Pünktlich zur ersten Band am Freitag, die man sich anhören konnte, begann es dann sintflutartig zu schiffen — mit den Folgen a) für mein Zelt (s.o.) und b) daß ich von Desultory nicht viel gehört habe. Puteraeon war irgendwie noch zu früh für mich, Skeletonwhitch zu thrashig, obwohl man mir mit „genialer Stilmix von Black Metal bis NWoBHM“ durchaus Lust auf die Band gemacht hatte. Danach kam dann gaaaanz viel Black Metal. Primordial war nicht annähernd so gut wie auf Platte (und auch nicht wie beim PSOA 2007), den Hype um Melechesh kann ich einfach nicht nachvollziehen (mag ja einzigartig sein, aber nicht alles Einzigartige ist auch gut) und 1349 war zwar lautes und schnelles Geknüppel, aber leider auch nicht mehr. Mit Ensiferum gab’s dann ein wenig Viking Metal-Entspannung, von der mich dann der Regen ins Camp zurücktrieb, von wo ich leicht wehmütig den Klängen von Morbid Angel lauschte, die anscheinend das halbe Altars of Madness-Album runtergespielt haben. Aber auch hier behalte ich lieber für mich, daß die offenbar vom Wiener Aktionismus inspirierten Belphegor für mich den besten Auftritt des Tages hingelegt haben (ganz im Gegensatz zum PSOA 2007, wo ich sie absolut schlecht fand).

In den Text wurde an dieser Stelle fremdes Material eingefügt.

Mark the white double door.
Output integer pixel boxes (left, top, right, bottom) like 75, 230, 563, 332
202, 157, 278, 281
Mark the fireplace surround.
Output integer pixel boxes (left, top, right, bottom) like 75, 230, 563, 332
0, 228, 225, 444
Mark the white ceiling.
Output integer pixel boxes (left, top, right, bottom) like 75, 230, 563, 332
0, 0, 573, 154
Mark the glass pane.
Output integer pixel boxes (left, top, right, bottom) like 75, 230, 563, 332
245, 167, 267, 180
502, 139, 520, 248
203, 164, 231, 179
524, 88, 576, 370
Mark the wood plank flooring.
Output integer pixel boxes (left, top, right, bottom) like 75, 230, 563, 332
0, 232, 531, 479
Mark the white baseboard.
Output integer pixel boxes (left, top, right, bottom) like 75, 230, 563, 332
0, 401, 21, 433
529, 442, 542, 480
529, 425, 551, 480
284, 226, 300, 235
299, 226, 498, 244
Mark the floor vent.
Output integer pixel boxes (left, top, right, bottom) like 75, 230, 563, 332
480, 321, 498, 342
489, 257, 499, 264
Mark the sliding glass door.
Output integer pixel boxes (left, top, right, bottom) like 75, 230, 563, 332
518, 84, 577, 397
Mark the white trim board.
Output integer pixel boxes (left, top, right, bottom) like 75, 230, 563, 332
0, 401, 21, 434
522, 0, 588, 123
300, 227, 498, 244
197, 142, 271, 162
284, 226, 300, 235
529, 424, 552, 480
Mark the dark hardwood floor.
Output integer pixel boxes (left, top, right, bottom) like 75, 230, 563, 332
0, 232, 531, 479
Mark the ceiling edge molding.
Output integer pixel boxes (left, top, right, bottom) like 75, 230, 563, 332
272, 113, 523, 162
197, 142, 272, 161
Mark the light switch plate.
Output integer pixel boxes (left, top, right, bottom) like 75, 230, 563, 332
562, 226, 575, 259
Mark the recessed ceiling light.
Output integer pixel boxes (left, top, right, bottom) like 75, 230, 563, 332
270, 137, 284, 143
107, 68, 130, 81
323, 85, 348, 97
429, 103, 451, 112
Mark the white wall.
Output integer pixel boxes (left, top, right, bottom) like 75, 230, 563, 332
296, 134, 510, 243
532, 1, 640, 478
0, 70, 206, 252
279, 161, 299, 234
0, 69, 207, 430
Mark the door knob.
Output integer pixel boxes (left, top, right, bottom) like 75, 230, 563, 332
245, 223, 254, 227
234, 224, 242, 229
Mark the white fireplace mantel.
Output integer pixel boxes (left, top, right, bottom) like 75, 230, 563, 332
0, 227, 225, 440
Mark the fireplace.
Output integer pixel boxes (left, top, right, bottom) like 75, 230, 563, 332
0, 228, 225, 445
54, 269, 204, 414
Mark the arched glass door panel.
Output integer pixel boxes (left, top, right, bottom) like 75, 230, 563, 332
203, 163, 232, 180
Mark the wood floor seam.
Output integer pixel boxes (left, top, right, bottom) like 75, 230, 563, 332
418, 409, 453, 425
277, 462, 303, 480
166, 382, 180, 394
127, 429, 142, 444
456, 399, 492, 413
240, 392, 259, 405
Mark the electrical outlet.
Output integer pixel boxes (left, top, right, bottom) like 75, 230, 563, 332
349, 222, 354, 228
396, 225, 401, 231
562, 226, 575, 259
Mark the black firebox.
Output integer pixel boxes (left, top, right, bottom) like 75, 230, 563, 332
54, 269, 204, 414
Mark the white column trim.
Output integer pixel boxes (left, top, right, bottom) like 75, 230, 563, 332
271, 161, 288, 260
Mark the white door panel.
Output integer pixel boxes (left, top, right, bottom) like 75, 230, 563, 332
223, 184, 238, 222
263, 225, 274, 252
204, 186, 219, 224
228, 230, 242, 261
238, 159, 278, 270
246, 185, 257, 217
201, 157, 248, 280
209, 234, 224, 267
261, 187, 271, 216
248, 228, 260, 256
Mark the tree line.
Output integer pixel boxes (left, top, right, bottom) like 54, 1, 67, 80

Nach einer leidlich trock(n)en(d)en Nacht ging der Samstag dann aber gleich viel besser los, nämlich mit einer ordentlichen Prise, nun, nennen wir es mal unter Absehen vom exakten Genrenamen einfach mal Grindcore zum Wachwerden von Cliteater (fragt nicht…). Obwohl Whitchburner anschließend im großen und ganzen Thrash Metal spielten, konnte ich sie viel besser leiden als viele andere schnell und laut Bands vorher — wie könne man gegen eine Band sein, die den Hexenhammer vertont. (*hüstel*) Der Preis für den schlechtesten Bandnamen ever geht an die dann folgenden Panzerchrist aus Dänemark. Auch der Party-Pagan Metal-Entspannungsauftritt von Heidevolk war dann noch irgendwie zu überstehen, bevor dann der Lacher des Tages eine Änderung der Running Order ankündigte: Exhumed standen in Bad Berka und konnten einfach das Festival nicht finden. Dafür wurde dann Taake vorgezogen, die mir bisher nur durch einen peinlichen und seltendämlichen Aussetzer ihres Frontmanns Høst aufgefallen waren. Wo ich aber schonmal da war (und keine Lust hatte aufzustehen), konnte ich sie mir auch ebensogut anhören — mit dem Ergebnis der absoluten Überraschung des ganzen Festivals: Wo True Norwegian Black Metal draufsteht, kann gute Musik drinstecken, die auch noch Lust auf mehr macht? Eigentlich unmöglich, aber dennoch… Und selbst Høst stellte sich wie im Programmheft beschrieben — in meiner bisherigen Vorstellung von norwegischem Black Metal eigentlich nicht denkbar — als „Rampensau“ heraus. Ein Black Metaller, der auf der Bühne Spaß hat und das dem Publikum auch noch zeigt? Was kommt als nächstes? Wird der Papst evangelisch?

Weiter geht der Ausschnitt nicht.